The best configuration of the employed machine learning models yielded a competitive AUC of 0.97. Machine learning models along with NLP of clinical notes are promising to assist health care providers to predict the risk of mortality of critically ill patients.


UMLS resources and clinical notes are powerful and important tools to predict mortality in diabetic patients in the critical care setting. The knowledge-guided CNN model is effective (AUC = 0.97) for learning hidden features.


Diabetes mellitus is a prevalent metabolic disease characterized by chronic hyperglycemia. The rate of incidence and prevalence of patients with Diabetes mellitus type 2 among adults is increasing over time and has led to an increase in the number of patients admitted in the intensive care unit (ICU). These diabetic patients use more than 45% of resources in the ICU compared to the patients associated with other chronic diseases [1]. Additionally, it is well known that patients admitted in ICU due to diabetes are more prone to diseases and risk complication; one of these risk factors is due to the hampered immune cell response to the disease [2]. Furthermore, these risks can directly impact the survival of diabetic patients in the ICU. Only a few studies have been conducted on the mortality of diabetes mellitus patients; most of them are limited to factors associated with the increased mortality in the ICU setting [3].

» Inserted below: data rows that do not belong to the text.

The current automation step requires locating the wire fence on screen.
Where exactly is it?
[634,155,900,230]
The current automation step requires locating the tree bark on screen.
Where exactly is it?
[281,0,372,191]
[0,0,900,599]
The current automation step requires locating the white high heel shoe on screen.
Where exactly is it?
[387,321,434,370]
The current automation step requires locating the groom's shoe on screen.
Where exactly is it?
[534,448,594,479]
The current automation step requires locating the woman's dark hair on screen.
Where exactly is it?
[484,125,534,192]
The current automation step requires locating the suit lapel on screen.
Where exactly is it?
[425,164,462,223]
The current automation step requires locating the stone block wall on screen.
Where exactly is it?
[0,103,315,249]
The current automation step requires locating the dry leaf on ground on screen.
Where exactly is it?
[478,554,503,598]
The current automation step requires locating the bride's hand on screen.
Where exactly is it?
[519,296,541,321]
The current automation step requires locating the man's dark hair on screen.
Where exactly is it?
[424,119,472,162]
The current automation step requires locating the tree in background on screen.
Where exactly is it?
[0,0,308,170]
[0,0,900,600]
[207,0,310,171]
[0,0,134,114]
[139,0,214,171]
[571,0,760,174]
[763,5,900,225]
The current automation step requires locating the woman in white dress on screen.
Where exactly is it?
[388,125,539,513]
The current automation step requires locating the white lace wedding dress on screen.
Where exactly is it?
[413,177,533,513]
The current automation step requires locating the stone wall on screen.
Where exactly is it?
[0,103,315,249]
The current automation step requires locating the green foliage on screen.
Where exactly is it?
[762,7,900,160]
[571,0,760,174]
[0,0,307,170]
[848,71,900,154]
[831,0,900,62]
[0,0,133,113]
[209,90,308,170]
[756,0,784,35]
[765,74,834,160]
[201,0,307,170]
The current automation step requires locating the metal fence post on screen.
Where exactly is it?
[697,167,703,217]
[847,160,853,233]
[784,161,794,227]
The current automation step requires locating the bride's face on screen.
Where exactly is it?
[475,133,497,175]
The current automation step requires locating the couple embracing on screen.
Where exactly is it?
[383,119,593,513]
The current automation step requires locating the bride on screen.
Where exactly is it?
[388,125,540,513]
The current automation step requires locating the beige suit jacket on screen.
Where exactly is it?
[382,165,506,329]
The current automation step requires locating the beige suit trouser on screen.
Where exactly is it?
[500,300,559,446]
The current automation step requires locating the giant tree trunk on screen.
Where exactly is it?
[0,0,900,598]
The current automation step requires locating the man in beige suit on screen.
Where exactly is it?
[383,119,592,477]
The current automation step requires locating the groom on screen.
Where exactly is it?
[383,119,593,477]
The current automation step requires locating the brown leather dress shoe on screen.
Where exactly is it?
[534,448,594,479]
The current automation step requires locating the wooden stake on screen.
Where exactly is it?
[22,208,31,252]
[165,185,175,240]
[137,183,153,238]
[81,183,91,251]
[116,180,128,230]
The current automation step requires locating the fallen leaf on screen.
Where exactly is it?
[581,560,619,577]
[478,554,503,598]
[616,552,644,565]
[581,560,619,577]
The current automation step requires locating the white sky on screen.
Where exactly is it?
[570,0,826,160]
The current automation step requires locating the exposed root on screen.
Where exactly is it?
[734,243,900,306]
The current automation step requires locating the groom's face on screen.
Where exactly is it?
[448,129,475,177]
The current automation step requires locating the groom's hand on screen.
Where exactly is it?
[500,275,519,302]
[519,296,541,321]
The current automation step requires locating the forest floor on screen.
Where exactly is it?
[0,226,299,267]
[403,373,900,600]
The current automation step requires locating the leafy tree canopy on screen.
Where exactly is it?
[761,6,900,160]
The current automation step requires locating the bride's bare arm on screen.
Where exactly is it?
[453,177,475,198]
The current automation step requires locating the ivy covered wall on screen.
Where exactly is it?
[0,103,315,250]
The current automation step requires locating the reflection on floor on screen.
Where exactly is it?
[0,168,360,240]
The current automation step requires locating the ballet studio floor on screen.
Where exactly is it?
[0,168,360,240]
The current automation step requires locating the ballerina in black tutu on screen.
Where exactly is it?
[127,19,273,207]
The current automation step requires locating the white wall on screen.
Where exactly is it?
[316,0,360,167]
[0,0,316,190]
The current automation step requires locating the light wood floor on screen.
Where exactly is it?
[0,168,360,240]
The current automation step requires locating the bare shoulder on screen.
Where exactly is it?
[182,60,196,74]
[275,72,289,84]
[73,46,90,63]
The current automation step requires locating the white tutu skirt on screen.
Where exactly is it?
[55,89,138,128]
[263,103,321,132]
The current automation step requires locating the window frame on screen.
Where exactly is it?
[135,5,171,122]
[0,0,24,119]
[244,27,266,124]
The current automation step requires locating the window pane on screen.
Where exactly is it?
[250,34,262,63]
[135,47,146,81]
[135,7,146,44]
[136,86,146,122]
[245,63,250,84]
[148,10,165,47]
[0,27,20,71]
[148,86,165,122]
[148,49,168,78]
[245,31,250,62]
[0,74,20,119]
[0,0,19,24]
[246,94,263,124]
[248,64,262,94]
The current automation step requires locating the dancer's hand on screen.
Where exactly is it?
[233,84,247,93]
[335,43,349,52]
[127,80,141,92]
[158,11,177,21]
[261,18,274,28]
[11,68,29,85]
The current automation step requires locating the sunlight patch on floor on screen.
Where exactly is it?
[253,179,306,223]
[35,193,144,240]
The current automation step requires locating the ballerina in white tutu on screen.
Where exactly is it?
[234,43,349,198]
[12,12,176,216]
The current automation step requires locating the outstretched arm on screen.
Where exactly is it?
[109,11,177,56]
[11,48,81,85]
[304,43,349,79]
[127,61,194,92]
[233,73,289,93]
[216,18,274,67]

The prognostic models developed previously were based on the Cox regression model and linear regression models. These models work best when the duration of diabetes is known and the data such as cohort characteristics, is a contributing factor [4]. To date, only a few studies have taken various combinations of factors into consideration to predict mortality. Anand et al. used predictive modeling, along with a combination of five key variables (type of admission, mean glucose, hemoglobin A1c, diagnoses, and age), to predict mortality, which achieved a fit with AUC values of 0.787 [3].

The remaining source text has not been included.